I would say I want the two transcripts to be reported separately as probably they have same splicing pattern but alternative promoters during two different stages of development.

[son_nexg]

Hi all,

I ran into a problem while using the cuffmerge. A transcript of my interest was their in three individual cufflinks assemblies (.gtf) but it got lost when I merged them using the cuffmerge. Here is how the transfrags looked post cufflinks step:
9 Cufflinks transcript 3475480 3479343 1000 + . gene_id "A_L004__R1.14999"; transcript_id "Solyc09g010080.2.1"; FPKM "240.6680251912";
9 Cufflinks exon 3475480 3475720 1000 + . gene_id "A_L004__R1.14999"; transcript_id "Solyc09g010080.2.1"; exon_number "1";
9 Cufflinks exon 3477006 3477014 1000 + . gene_id "A_L004__R1.14999"; transcript_id "Solyc09g010080.2.1"; exon_number "2";
9 Cufflinks exon 3477092 3478113 1000 + . gene_id "A_L004__R1.14999"; transcript_id "Solyc09g010080.2.1"; exon_number "3";
9 Cufflinks exon 3478293 3478537 1000 + . gene_id "A_L004__R1.14999"; transcript_id "Solyc09g010080.2.1"; exon_number "4";
9 Cufflinks exon 3478728 3478827 1000 + . gene_id "A_L004__R1.14999"; transcript_id "Solyc09g010080.2.1"; exon_number "5";
9 Cufflinks exon 3478959 3479343 1000 + . gene_id "A_L004__R1.14999"; transcript_id "Solyc09g010080.2.1"; exon_number "6";
9 Cufflinks transcript 3475480 3479343 1000 + . gene_id "B_L004_R1.14955"; transcript_id "Solyc09g010080.2.1"; FPKM "303.9854176646";
9 Cufflinks exon 3475480 3475720 1000 + . gene_id "B_L004_R1.14955"; transcript_id "Solyc09g010080.2.1"; exon_number "1";
9 Cufflinks exon 3477006 3477014 1000 + . gene_id "B_L004_R1.14955"; transcript_id "Solyc09g010080.2.1"; exon_number "2";
9 Cufflinks exon 3477092 3478113 1000 + . gene_id "B_L004_R1.14955"; transcript_id "Solyc09g010080.2.1"; exon_number "3";
9 Cufflinks exon 3478293 3478537 1000 + . gene_id "B_L004_R1.14955"; transcript_id "Solyc09g010080.2.1"; exon_number "4";
9 Cufflinks exon 3478728 3478827 1000 + . gene_id "B_L004_R1.14955"; transcript_id "Solyc09g010080.2.1"; exon_number "5";
9 Cufflinks exon 3478959 3479343 1000 + . gene_id "B_L004_R1.14955"; transcript_id "Solyc09g010080.2.1"; exon_number "6";
9 Cufflinks transcript 3475480 3479343 1000 + . gene_id "C_L004_R1.15064"; transcript_id "Solyc09g010080.2.1"; FPKM "264.2356132737";
9 Cufflinks exon 3475480 3475720 1000 + . gene_id "C_L004_R1.15064"; transcript_id "Solyc09g010080.2.1"; exon_number "1";
9 Cufflinks exon 3477006 3477014 1000 + . gene_id "C_L004_R1.15064"; transcript_id "Solyc09g010080.2.1"; exon_number "2";
9 Cufflinks exon 3477092 3478113 1000 + . gene_id "C_L004_R1.15064"; transcript_id "Solyc09g010080.2.1"; exon_number "3";
9 Cufflinks exon 3478293 3478537 1000 + . gene_id "C_L004_R1.15064"; transcript_id "Solyc09g010080.2.1"; exon_number "4";
9 Cufflinks exon 3478728 3478827 1000 + . gene_id "C_L004_R1.15064"; transcript_id "Solyc09g010080.2.1"; exon_number "5";
9 Cufflinks exon 3478959 3479343 1000 + . gene_id "C_L004_R1.15064"; transcript_id "Solyc09g010080.2.1"; exon_number "6";


but this particular transcript (Solyc09g010080.2) does not exist in the final merged.gtf.

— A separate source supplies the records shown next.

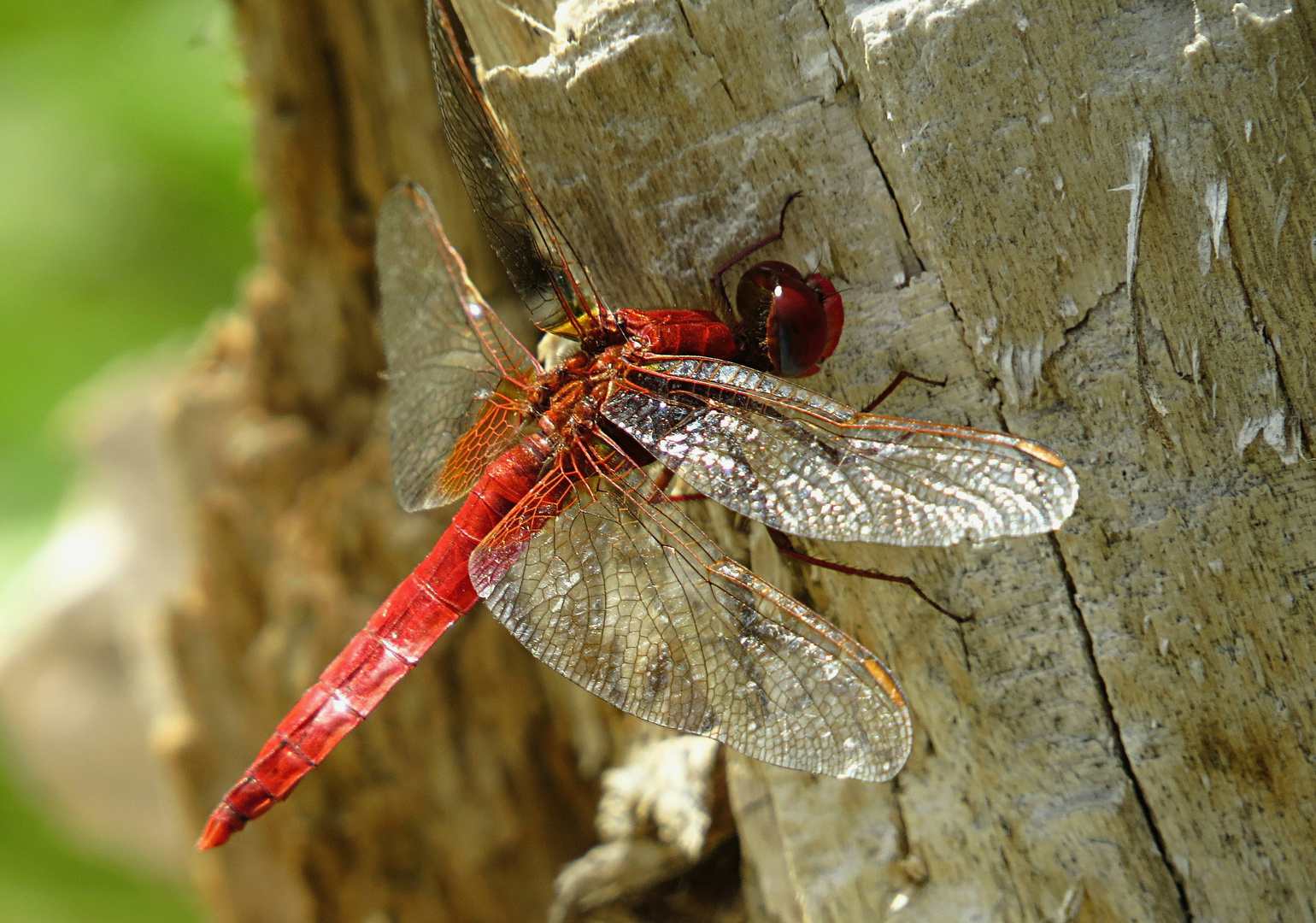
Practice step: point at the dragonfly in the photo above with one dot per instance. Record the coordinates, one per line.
(567, 532)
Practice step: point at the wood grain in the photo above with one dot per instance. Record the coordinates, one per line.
(1123, 730)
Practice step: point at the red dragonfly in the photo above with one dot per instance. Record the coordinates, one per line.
(566, 531)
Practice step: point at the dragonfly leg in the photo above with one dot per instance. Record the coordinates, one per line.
(716, 280)
(895, 384)
(784, 547)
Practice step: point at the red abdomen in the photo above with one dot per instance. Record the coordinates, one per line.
(680, 332)
(383, 652)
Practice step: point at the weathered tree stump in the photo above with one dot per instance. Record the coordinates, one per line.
(1096, 224)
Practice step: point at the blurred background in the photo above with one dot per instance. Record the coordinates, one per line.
(126, 221)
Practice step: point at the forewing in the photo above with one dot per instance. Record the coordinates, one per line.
(631, 601)
(455, 370)
(541, 265)
(807, 465)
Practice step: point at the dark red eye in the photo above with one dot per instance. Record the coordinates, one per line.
(804, 316)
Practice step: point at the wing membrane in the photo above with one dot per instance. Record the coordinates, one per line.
(631, 601)
(455, 370)
(807, 465)
(541, 265)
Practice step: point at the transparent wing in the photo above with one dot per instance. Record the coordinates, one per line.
(807, 465)
(631, 601)
(455, 370)
(541, 265)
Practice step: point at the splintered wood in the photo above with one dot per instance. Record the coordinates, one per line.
(1094, 223)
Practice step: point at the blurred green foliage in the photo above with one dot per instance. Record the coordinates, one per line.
(124, 212)
(126, 216)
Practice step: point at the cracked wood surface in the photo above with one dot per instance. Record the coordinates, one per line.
(1121, 732)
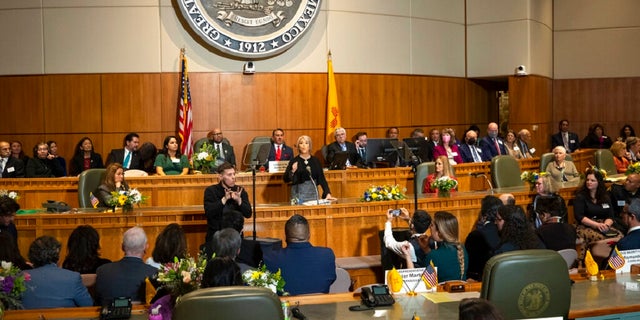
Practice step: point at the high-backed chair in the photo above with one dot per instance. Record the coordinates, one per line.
(505, 172)
(88, 181)
(604, 160)
(236, 302)
(527, 284)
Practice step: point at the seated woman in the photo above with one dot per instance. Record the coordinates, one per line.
(448, 148)
(620, 156)
(113, 181)
(169, 161)
(42, 165)
(515, 231)
(447, 253)
(562, 170)
(83, 251)
(170, 243)
(51, 286)
(593, 211)
(443, 169)
(84, 157)
(305, 173)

I used -g and -s options with cuffmerge.

Does anyone has a guess why that would happen?

Thanks in advance for your help.
Cheers!

[sdriscoll]

Looking at the dates of the questions, and the lack of responses, in this thread I get the feeling that the cufflinks developers are quietly waiting for people to stop using their tools. This combined with their google user group silence makes me wonder...is there a future for these tools?